Career plans, friendships, future dreams = ruined.

I felt like the whole world was against me because no one understood what I was going through. I was known for being dramatic, lazy, and a huge "FUCK up" basically.

I'm the sort of girl who's always got a smile on her face, the girl who is always trying to fix everyone else's life problems.

I'm never the sort of person who unloads my issues onto someone else.  Even if I know I can, I never will... They have to fight it out of me!

So in ways, I understand why people would think I'm lying when I say depression and anxiety took over my life. I never let anyone see me in that dark place because I didn't want sympathy or attention, I just wanted to be treated normally.

I found out 1 in 10 women of reproductive age in the UK suffer from endometriosis. 10 percent of women worldwide have endometriosis—that's 176 million worldwide. The prevalence of endometriosis in women with infertility can be as high as to 30–50 percent.

The same amount of women suffer from diabetes as they do endometriosis. But only 20 percent of the public have heard of endometriosis, compared to 80 percent for diabetes.

(now I'm not slating the knowledge on diabetes before anyone comments on comparing. It's a figure of speech and I know the knowledge isn't on top marks for diabetes.)

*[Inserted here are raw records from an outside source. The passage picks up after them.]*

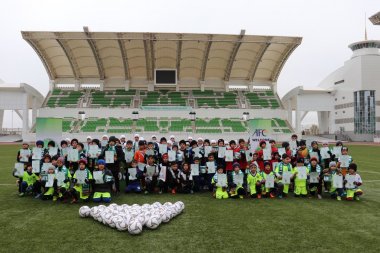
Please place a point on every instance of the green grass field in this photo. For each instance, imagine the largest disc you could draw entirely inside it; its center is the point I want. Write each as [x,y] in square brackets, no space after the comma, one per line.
[206,225]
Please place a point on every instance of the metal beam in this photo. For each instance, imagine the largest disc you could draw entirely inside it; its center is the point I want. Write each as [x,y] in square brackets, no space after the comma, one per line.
[205,57]
[70,57]
[45,61]
[147,57]
[227,72]
[179,52]
[95,52]
[259,58]
[124,56]
[152,54]
[284,58]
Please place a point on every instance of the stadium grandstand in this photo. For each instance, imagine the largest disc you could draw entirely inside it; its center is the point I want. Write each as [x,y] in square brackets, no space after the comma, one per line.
[162,83]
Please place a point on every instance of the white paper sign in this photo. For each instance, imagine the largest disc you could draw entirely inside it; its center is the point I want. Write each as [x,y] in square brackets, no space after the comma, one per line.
[110,156]
[344,161]
[337,151]
[267,154]
[248,155]
[281,151]
[293,145]
[229,155]
[128,156]
[286,175]
[314,177]
[337,181]
[210,167]
[314,154]
[269,181]
[162,175]
[45,167]
[150,170]
[36,164]
[53,151]
[207,150]
[98,176]
[221,152]
[302,172]
[132,173]
[24,153]
[163,148]
[93,150]
[350,181]
[61,178]
[194,169]
[222,180]
[19,169]
[172,155]
[197,151]
[324,153]
[81,176]
[73,155]
[37,153]
[141,166]
[238,179]
[50,180]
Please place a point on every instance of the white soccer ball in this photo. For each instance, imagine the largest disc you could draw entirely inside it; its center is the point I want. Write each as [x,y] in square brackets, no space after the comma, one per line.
[94,211]
[153,222]
[121,225]
[84,211]
[135,227]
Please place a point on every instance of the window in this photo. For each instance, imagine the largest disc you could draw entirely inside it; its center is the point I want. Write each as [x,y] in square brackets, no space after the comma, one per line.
[364,112]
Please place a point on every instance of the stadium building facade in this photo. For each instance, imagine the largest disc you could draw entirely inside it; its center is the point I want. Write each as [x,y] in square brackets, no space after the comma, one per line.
[163,83]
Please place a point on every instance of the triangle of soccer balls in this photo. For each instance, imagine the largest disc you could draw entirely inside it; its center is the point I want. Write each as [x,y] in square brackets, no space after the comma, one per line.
[133,218]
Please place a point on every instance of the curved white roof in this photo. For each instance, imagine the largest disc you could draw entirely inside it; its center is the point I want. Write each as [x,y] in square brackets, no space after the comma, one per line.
[93,57]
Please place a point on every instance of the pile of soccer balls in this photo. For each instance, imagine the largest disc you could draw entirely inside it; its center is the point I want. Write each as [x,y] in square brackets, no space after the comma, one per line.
[133,218]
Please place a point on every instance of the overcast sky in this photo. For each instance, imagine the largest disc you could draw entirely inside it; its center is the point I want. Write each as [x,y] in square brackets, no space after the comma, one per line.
[327,28]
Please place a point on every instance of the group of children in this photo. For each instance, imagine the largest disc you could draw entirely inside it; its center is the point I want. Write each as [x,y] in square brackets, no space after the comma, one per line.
[95,169]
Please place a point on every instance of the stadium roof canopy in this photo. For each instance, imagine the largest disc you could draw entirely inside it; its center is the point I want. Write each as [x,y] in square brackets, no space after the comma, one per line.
[115,59]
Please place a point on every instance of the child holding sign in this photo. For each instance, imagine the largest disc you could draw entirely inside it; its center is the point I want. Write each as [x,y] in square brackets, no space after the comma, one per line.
[81,180]
[334,192]
[236,186]
[268,189]
[283,172]
[103,183]
[352,182]
[300,177]
[220,182]
[254,181]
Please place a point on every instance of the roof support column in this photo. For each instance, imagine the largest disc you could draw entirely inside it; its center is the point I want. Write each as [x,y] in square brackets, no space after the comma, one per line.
[25,116]
[34,110]
[202,85]
[126,85]
[290,112]
[1,119]
[76,85]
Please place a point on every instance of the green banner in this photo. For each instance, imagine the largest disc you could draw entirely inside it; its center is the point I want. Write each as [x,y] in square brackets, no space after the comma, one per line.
[49,129]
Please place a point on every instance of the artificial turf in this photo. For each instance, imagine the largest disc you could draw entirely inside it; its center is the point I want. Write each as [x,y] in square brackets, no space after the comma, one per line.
[206,225]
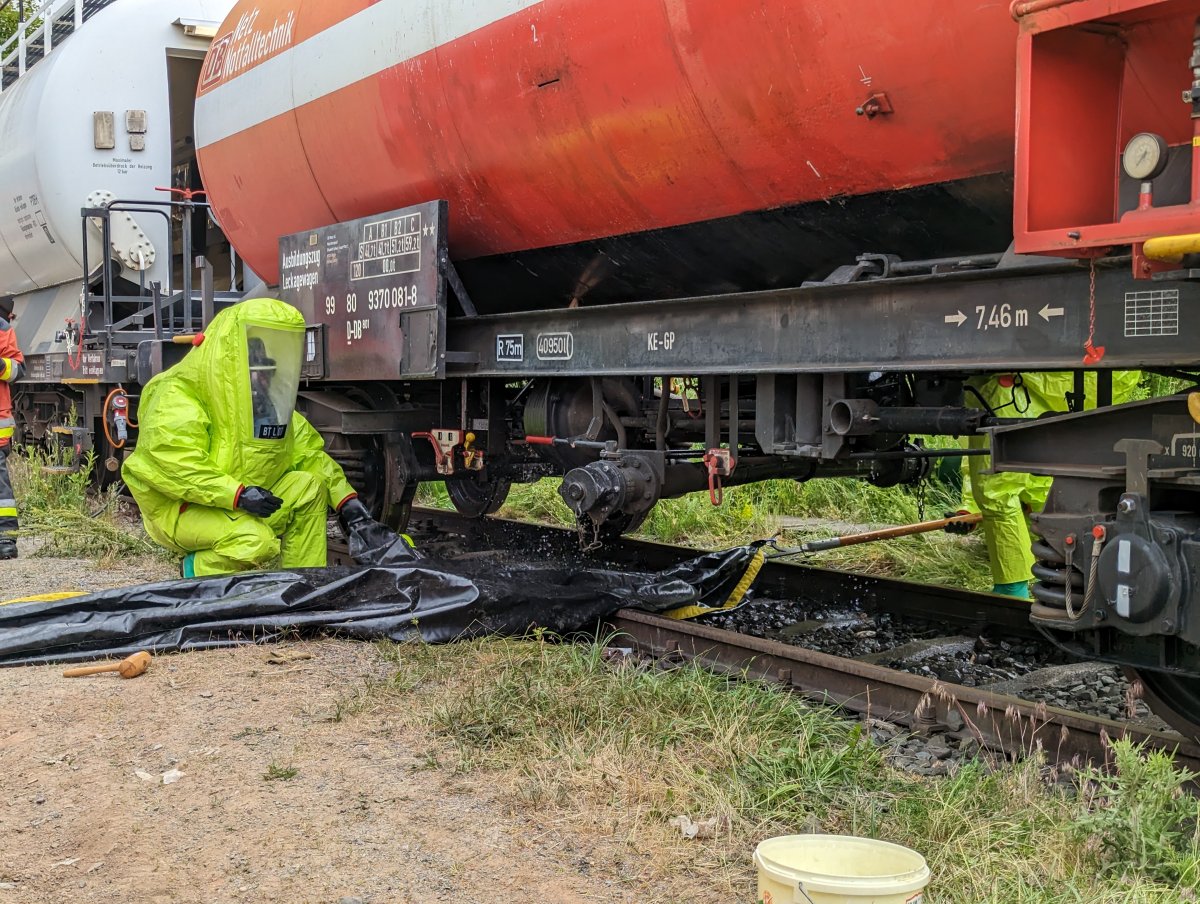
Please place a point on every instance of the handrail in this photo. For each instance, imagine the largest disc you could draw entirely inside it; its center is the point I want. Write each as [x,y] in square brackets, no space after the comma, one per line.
[37,28]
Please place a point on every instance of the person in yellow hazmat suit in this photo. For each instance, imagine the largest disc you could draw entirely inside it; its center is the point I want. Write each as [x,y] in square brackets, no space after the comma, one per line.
[225,471]
[1006,500]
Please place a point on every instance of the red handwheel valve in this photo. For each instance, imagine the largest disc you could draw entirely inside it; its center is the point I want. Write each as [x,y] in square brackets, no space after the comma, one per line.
[718,462]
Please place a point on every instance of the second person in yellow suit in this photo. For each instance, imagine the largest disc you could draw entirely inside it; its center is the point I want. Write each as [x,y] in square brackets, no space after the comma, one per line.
[225,471]
[1007,498]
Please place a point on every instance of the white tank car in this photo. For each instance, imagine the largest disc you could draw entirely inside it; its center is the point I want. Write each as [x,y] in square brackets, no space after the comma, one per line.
[103,113]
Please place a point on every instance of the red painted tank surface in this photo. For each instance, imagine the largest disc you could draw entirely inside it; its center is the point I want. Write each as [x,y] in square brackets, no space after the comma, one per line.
[611,143]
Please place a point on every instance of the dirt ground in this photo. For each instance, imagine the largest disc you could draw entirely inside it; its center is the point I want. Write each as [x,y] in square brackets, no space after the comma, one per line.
[279,800]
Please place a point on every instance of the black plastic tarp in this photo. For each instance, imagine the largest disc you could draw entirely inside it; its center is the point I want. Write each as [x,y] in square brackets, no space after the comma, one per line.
[433,602]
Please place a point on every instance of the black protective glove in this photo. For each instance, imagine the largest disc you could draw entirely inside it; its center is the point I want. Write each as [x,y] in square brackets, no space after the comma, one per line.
[259,501]
[960,527]
[353,512]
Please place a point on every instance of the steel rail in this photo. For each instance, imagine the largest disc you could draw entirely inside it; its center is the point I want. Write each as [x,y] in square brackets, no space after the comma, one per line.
[781,580]
[1000,723]
[1005,724]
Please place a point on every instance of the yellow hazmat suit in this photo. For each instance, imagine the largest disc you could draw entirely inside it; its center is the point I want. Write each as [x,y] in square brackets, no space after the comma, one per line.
[217,431]
[1006,498]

This fumed me! So one evening before bed I thought, "Fuck it! I'm going to make an awareness post on social media about endometriosis and how I suffer with it."

This took a lot for me to do, considering I don't share what I'm feeling with anyone to then unleashing my current situation with the world.

The following morning, I had hundreds of messages from women all over the world thanking me. I was in complete and utter shock. I was speechless; it wasn't just me who was suffering from this horrendous illness. It made me so emotional knowing there are billions of women out there who feel exactly how I'm feeling.

I carried on raising awareness via social media and gained a following.

I didn't just help these women who are suffering in silence, but they helped me get through my dark place and gave me hope.

I now try to look at my situation with positivity. HOW?! Trust me, it isn't always easy. I mean, I didn't know I was going to wake up one day and never get better. I didn't know I was living with a long-term incurable invisible illness BUT you cannot let endometriosis take over your life; you cannot let endometriosis win this battle because it has the power to destroy you and stop your dreams!

You've got to find something in each day to reach, even if that's getting out of bed in the mornings when you're feeling drained and with no emotion towards anything.

One small positive thought in the morning can honestly change your whole day! A negative mind will never give you a positive life.

Life is tough, my darlings, but so are you. FIGHT.